La segunda tarea pendiente tiene que ver con la selección de los programas y proyectos de inversión que la ciudad requiere. Por largo tiempo hemos visto como en medio de las grandes crisis de sistema que sufren las urbes como la nuestra no hemos sido capaces de proponer un esquema de inversión en infraestructuras y servicios que atienda los grandes rezagos que la aqueja. De todos el más evidente e injusto seguramente es el acceso de agua potable de buena calidad.

La ciudad de Oaxaca de Juárez ha dejado ya hace un tiempo de ser un pueblo grande.
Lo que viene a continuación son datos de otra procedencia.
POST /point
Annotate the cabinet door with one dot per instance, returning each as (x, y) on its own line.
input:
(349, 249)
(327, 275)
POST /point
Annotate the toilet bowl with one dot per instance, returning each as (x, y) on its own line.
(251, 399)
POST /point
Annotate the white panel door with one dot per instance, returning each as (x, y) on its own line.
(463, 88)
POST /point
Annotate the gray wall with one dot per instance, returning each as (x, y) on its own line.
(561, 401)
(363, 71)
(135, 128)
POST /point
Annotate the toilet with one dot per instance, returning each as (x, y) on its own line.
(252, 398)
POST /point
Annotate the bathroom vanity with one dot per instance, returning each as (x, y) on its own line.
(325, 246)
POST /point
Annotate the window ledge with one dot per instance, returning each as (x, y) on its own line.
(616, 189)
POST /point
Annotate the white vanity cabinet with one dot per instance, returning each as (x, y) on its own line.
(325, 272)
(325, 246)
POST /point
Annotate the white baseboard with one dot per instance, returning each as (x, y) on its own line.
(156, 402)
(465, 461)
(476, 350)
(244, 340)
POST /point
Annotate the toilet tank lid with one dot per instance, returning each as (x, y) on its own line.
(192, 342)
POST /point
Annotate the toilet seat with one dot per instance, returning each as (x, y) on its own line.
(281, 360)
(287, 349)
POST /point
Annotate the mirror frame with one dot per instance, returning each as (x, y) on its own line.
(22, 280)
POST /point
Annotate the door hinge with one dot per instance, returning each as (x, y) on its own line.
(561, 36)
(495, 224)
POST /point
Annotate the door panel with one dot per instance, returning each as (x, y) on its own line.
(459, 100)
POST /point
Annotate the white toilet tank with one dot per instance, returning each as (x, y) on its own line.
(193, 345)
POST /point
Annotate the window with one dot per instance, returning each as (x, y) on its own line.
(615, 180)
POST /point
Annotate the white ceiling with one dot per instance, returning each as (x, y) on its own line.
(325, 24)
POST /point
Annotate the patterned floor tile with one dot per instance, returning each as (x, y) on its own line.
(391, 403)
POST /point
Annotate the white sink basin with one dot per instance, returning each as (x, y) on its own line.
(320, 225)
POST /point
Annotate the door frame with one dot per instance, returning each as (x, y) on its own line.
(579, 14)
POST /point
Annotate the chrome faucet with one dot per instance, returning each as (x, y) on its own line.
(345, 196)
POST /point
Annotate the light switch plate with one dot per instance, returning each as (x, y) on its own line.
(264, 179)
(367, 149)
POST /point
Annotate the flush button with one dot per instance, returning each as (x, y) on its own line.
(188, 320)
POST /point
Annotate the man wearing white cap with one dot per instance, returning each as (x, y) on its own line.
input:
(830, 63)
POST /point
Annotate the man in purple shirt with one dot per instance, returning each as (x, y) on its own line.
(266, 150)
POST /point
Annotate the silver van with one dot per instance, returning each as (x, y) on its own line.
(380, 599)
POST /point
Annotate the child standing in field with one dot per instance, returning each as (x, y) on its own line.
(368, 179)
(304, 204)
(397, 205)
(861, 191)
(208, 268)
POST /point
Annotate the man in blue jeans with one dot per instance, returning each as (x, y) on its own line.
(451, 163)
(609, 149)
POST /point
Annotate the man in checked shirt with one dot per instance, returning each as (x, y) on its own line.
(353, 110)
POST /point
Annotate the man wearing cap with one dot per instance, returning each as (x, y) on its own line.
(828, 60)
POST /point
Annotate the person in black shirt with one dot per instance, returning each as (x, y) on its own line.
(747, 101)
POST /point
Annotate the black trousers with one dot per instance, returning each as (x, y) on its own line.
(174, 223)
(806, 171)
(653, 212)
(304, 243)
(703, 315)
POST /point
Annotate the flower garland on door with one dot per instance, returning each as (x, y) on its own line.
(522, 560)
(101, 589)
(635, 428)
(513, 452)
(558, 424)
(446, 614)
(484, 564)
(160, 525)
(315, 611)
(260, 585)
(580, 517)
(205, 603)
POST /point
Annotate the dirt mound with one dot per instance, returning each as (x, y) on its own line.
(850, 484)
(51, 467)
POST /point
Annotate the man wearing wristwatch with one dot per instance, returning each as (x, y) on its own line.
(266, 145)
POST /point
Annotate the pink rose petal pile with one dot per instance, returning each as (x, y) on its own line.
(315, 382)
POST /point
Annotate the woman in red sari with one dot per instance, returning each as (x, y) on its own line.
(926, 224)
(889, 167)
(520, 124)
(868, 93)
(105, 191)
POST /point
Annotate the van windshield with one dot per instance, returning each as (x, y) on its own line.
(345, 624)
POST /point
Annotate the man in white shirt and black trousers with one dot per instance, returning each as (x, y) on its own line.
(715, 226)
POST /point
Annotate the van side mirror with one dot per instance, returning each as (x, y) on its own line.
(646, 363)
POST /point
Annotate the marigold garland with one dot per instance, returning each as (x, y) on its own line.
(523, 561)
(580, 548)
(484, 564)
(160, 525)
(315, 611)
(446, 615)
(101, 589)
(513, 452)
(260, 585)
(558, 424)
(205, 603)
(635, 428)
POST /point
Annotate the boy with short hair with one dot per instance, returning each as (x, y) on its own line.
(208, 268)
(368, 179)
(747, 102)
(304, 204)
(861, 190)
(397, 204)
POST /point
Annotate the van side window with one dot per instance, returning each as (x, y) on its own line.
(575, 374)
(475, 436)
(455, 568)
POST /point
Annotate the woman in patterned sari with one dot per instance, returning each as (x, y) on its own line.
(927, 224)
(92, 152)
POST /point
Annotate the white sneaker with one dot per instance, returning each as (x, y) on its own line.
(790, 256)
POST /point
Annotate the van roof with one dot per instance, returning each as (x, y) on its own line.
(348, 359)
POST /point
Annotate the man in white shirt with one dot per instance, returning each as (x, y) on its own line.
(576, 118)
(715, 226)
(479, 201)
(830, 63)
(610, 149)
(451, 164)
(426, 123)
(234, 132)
Se trata de una ciudad complicada y polivalente que es necesario entender y administrar mejor. Sólo con trabajo en colectivo, un adecuado reconocimiento de sus problemas y la puesta en marcha de soluciones creativas y justas, tendremos la oportunidad de aspirar a reducir los niveles de desigualdad que muestran los números oficiales y que por crudos lastiman tanto.